Белый день, церковный садик, стена церкви, где была крещена его мать. Женщина в его руках. И что же сейчас? Просить на коленях прощения? Отряхнуть сор и сухую листву с ее гранатового подола? И то, и другое, и третье, и многое еще…
Она открыла глаза и он излишне торопливо помог ей сесть.
– Вы целовали меня или ее?
– Я целовал женщину. Впервые, после того, как… После всего, что случилось. Но этой женщиной стали вы. Довольно ли будет такого ответа?
Она мелко и часто закивала. Или затрясла головой? Или начала дрожать, как бывает, когда самое страшное позади? Позади? Да, позади. Он никому не скажет о женщине, которая сцепила пальцы… Ведь не от страха, не от страха. Цепенеют от страха, а не сцепляют пальцы, замыкая объятие. Он взял ее за руку.
– Донна, моя история вам известна. Я понял это по вашим глазам, едва только вошел к вам сегодня…
Она склонила голову почти скорбно.
– Я не хотел бы ее рассказывать еще и потому, что легко могу оказаться пристрастным. Лучше знать друг о друге худшее, и из чужих уст, тогда разочарования будут взаимно приятны. Но вашу историю я хотел бы услышать от вас. Больше, правда, и не от кого. Ваш дядюшка, полагаю, знает столько же, сколько и я.
– Пойдемте в церковь… Здесь холодно.
Теплый после службы воздух овеял лица. Они сели в той же нише за статуей святого.

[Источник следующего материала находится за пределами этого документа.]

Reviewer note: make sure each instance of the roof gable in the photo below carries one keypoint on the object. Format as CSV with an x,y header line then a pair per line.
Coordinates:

– Моя история? Ну… Воспитала меня матушка. Имя ее мона Амброджа, сама себя она называет честной вдовицей.
– А на деле?
– А на деле мужа у нее давно нет, а умер он, сбежал, или вовсе его не было, она мне никогда не говорила. Жили мы поначалу в предместье Флоренции, в доме у тетушки, как она ее называла, а была ли тетушка тетушкой, я тоже не знаю. Но ко двору медицейскому они обе были допущены и почасту там пропадали. Меня туда впервые вывезли, когда мне стукнуло десять. Мессер Лоренцо Медичи поцеловал меня в лоб и сказал, что из меня вырастет дама. Не знаю, были ли у моей матери мужчины, она была скрытная, но мы жили безбедно. Дон Карлос, вам ведь нужна вся правда обо мне?